4 Ways to Help Your University’s Technologies Survive the Valley of Death

The gap between initial research and successful commercialization is often referred to as the Valley of Death and represents a significant challenge for young startups.

While a startup founder gets to focus exclusively on crossing the Valley of Death, university venture and tech transfer staff have even more on their plate.  Between supporting the creation of startups and spin outs, coordinating sale and licensing of intellecutal property, sponsored research agreements, and more, staff need all the support they can get to ensure that university technologies cross the Valley of Death.

We’ve put together a list with a few ways institutions can do to coach their researchers to successful commercialization, even under serious time constraints.

1. Educate and navigate.

Your researchers turn to you to for guidance on how to get their innovations out to the world. Some have entrepreneurial aspirations themselves, and others just want to make sure their inventions are used. Regardless, both parties (TTO & researcher) need to understand all of the potential avenues and decide together how to proceed to advance the research.

2. Tap into your university’s resources.

If your university has graduate business and law schools, tap into them! Cross functional work between colleges creates an ad hoc incubator while providing opportunity for students of different disciplines to apply their principles to help research succeed.

3. Step outside the federal funding box.

A lot of research gets lost on the road to product development for many reasons, one being funding.

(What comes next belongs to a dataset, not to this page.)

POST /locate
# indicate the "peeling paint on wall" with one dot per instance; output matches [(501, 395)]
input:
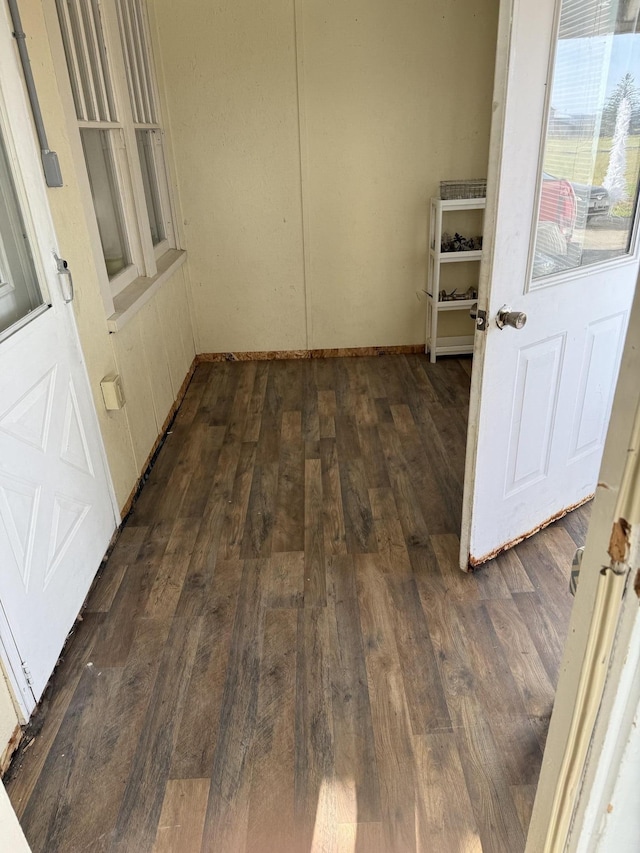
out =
[(619, 542)]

While many universities rely on federal funding at their main source of income, there are other resources to tap into that can help provide the resources needed for emerging technology to be transformed to product like angel investors, gap funds, SBIR, private interest groups, industry to name a few.

4. Expand and nurture your network.

In business and development, networking is key.  Creating a network outside of your university, is important, and expanding and nurturing your internal network to discover opportunities is often overlooked but equally important. For example, if a corporation has inquired regarding a spin out, what if the person who handles licensing has something of interest but doesn’t know? Taking a holistic internal relationship approach can help both upstream and downstream activities.